Netherl. Football Championship
- Season: 1914–1915
- Champions: Sparta Rotterdam (5th title)

= 1914–15 Netherlands Football League Championship =

The Netherlands Football League Championship 1914–1915 was contested by eighteen teams participating in two divisions. The national champion would be determined by a play-off featuring the winners of the eastern and western football division of the Netherlands. Sparta Rotterdam won this year's championship by beating Vitesse Arnhem 3–0 in a Championship Play-off Replay match.

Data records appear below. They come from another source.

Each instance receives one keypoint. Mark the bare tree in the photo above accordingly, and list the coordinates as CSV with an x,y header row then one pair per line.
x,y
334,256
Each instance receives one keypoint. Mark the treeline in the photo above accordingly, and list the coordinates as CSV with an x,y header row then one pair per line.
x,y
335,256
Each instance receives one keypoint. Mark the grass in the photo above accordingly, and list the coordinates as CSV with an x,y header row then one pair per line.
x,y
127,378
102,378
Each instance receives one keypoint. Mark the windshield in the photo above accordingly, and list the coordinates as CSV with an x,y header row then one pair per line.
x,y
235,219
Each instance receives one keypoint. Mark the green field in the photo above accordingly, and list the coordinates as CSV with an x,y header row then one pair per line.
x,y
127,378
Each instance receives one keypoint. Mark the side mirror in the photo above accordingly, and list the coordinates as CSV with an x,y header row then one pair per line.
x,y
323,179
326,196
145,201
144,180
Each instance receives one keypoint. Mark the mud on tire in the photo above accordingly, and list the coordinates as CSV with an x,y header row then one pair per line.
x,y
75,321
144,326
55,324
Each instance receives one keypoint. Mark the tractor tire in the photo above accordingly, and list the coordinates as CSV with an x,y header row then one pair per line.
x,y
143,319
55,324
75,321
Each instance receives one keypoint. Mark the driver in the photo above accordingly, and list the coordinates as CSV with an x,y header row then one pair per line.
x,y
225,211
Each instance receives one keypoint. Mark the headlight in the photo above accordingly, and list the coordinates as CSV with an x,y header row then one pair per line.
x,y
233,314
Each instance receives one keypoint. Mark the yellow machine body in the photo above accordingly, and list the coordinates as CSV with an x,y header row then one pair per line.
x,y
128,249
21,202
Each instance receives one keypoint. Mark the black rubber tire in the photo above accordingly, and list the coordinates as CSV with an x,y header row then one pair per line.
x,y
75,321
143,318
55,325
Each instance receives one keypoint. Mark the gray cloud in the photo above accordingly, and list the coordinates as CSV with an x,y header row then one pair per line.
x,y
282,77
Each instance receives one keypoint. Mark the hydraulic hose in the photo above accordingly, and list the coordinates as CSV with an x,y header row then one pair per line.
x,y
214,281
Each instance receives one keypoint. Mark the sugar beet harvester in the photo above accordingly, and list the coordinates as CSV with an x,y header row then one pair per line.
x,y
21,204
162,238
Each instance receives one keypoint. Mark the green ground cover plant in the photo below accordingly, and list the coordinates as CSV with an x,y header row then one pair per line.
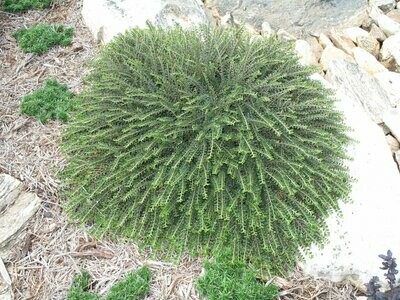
x,y
23,5
39,38
53,101
197,140
134,286
227,279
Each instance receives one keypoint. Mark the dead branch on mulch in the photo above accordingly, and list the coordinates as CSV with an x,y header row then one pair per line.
x,y
44,260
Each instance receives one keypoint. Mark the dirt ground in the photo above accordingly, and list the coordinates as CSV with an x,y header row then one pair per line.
x,y
51,250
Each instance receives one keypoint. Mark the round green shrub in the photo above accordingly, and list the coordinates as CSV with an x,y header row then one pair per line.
x,y
203,139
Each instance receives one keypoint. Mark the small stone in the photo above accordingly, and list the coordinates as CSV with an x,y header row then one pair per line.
x,y
5,291
266,30
393,143
389,26
324,40
367,61
384,5
22,207
394,15
367,23
355,32
341,41
391,49
315,46
305,53
369,44
332,53
377,33
251,29
390,83
285,36
227,20
392,120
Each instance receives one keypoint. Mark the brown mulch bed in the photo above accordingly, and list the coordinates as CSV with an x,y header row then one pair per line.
x,y
44,260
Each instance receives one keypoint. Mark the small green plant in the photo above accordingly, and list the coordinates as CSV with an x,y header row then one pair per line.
x,y
53,101
23,5
134,286
226,279
39,38
374,287
197,140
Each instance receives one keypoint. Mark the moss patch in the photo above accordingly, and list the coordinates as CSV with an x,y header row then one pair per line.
x,y
53,101
23,5
227,279
39,38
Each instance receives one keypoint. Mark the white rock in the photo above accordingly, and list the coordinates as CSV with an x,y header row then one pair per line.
x,y
377,33
369,44
366,228
227,20
20,209
285,36
385,5
331,53
393,143
367,61
394,15
341,41
106,19
355,32
391,48
388,25
5,291
360,86
266,30
324,40
316,47
392,120
305,53
390,83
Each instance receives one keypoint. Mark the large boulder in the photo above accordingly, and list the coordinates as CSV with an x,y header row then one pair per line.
x,y
361,87
299,17
367,225
106,18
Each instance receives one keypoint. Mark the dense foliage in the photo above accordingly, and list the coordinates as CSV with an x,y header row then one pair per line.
x,y
227,279
134,286
201,139
23,5
39,38
374,287
53,101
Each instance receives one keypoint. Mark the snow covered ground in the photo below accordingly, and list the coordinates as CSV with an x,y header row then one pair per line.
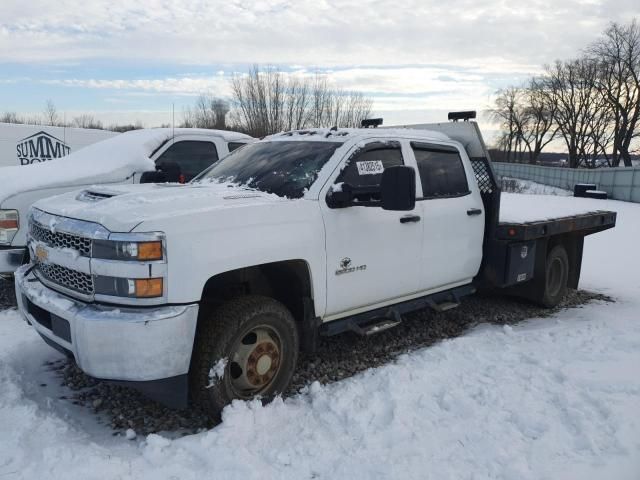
x,y
553,398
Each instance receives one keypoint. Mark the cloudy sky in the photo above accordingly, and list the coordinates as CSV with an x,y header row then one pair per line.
x,y
128,60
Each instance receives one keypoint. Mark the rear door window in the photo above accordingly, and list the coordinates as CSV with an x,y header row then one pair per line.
x,y
441,171
364,168
235,145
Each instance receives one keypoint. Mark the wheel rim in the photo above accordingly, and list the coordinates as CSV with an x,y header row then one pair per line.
x,y
554,277
255,361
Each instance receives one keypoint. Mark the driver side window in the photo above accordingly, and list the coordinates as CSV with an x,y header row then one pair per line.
x,y
364,168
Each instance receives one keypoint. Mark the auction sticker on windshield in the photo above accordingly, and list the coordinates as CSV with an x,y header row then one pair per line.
x,y
370,167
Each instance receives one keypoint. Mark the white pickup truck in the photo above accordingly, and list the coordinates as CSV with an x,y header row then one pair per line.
x,y
212,288
161,154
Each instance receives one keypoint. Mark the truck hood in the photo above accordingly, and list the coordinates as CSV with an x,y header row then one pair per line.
x,y
110,161
121,208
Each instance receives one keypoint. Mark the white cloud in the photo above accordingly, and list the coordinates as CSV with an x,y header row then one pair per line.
x,y
317,32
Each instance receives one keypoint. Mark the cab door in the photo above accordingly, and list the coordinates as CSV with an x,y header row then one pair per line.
x,y
453,215
373,255
186,157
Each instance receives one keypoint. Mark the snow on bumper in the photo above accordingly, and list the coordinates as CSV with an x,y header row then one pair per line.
x,y
10,259
108,342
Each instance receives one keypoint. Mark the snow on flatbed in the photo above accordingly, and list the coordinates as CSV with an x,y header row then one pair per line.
x,y
553,398
518,208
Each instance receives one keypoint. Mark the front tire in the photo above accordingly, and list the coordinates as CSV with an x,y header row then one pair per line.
x,y
247,348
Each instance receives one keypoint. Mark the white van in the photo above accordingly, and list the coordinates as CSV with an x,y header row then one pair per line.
x,y
32,144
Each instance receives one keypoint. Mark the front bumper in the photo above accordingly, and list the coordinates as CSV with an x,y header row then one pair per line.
x,y
107,342
10,260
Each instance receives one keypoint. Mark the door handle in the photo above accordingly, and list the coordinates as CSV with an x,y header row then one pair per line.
x,y
410,218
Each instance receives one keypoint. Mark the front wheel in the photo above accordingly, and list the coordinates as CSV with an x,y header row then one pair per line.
x,y
247,348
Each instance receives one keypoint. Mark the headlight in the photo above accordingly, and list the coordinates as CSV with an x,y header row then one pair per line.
x,y
9,224
122,250
129,287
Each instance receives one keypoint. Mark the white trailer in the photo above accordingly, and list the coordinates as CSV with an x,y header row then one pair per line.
x,y
31,144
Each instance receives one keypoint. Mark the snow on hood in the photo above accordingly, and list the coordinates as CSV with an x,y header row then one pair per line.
x,y
109,161
121,207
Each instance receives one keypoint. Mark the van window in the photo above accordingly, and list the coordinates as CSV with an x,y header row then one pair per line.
x,y
364,168
191,156
234,145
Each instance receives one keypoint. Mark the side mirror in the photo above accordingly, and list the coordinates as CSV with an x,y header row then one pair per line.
x,y
152,177
398,188
340,196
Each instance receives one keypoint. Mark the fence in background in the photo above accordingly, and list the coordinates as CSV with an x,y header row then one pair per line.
x,y
619,183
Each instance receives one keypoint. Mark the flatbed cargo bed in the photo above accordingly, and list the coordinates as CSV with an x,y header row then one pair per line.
x,y
529,217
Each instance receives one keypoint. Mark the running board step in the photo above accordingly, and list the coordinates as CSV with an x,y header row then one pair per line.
x,y
391,319
444,306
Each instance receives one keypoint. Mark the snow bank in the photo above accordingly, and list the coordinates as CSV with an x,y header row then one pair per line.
x,y
518,208
109,161
554,398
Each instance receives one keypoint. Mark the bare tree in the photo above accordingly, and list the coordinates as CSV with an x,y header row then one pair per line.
x,y
11,117
618,57
537,127
582,115
268,101
508,113
50,114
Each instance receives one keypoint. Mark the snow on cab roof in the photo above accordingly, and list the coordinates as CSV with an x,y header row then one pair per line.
x,y
343,134
109,161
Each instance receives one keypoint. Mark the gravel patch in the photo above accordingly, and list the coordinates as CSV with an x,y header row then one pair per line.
x,y
338,357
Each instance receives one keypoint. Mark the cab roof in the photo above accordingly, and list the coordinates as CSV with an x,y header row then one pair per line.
x,y
344,134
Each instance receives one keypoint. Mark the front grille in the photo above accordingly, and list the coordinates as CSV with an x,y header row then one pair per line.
x,y
61,239
67,278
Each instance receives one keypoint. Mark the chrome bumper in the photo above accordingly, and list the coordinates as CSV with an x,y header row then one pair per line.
x,y
114,343
10,260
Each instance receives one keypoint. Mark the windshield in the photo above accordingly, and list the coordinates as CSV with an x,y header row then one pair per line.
x,y
284,168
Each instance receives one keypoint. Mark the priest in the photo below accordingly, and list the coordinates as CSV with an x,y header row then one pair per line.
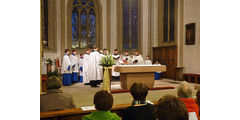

Due to World War I there was no Eerste Klasse South competition, it was suspended for one season.

==New entrants==
Eerste Klasse East:
- Be Quick Zutphen

Eerste Klasse West:
- USV Hercules (returning after three seasons of absence)

==Divisions==

===Eerste Klasse East===

| Pos | Team | Pld | W | D | L | GF | GA | GD | Pts | Qualification |
| 1 | Vitesse | 14 | 8 | 4 | 2 | 44 | 22 | +22 | 20 | Qualified for Championship play-off |
| 2 | Go Ahead | 14 | 8 | 2 | 4 | 32 | 24 | +8 | 18 |  |
| 3 | Koninklijke UD | 14 | 6 | 4 | 4 | 31 | 26 | +5 | 16 |
| 4 | HVV Tubantia | 14 | 6 | 4 | 4 | 23 | 24 | −1 | 16 |
| 5 | Robur et Velocitas | 14 | 6 | 2 | 6 | 48 | 36 | +12 | 14 |
| 6 | Quick Nijmegen | 14 | 4 | 6 | 4 | 31 | 35 | −4 | 14 |
| 7 | GVC Wageningen | 14 | 3 | 2 | 9 | 21 | 38 | −17 | 8 |
| 8 | Be Quick Zutphen | 14 | 3 | 0 | 11 | 19 | 44 | −25 | 6 |

===Eerste Klasse West===

| Pos | Team | Pld | W | D | L | GF | GA | GD | Pts | Qualification |
| 1 | Sparta Rotterdam | 18 | 13 | 2 | 3 | 61 | 26 | +35 | 28 | Qualified for Championship play-off |
| 2 | Koninklijke HFC | 18 | 11 | 2 | 5 | 48 | 25 | +23 | 24 |  |
| 3 | HVV Den Haag | 18 | 11 | 2 | 5 | 58 | 32 | +26 | 24 |
| 4 | HFC Haarlem | 18 | 8 | 3 | 7 | 32 | 38 | −6 | 19 |
| 5 | UVV Utrecht | 18 | 6 | 5 | 7 | 22 | 31 | −9 | 17 |
| 6 | DFC | 18 | 7 | 3 | 8 | 26 | 44 | −18 | 17 |
| 7 | USV Hercules | 18 | 6 | 4 | 8 | 28 | 32 | −4 | 16 |
| 8 | VOC | 18 | 6 | 4 | 8 | 26 | 34 | −8 | 16 |
| 9 | HBS Craeyenhout | 18 | 5 | 3 | 10 | 23 | 37 | −14 | 13 |
| 10 | HV & CV Quick | 18 | 2 | 2 | 14 | 22 | 47 | −25 | 6 |

===Championship play-off===

| Team 1 | Agg.Tooltip Aggregate score | Team 2 | 1st leg | 2nd leg |
|---|---|---|---|---|
| Vitesse | one win each | Sparta Rotterdam | 2–1 | 1–4 |

===Replay===

Sparta Rotterdam won the championship.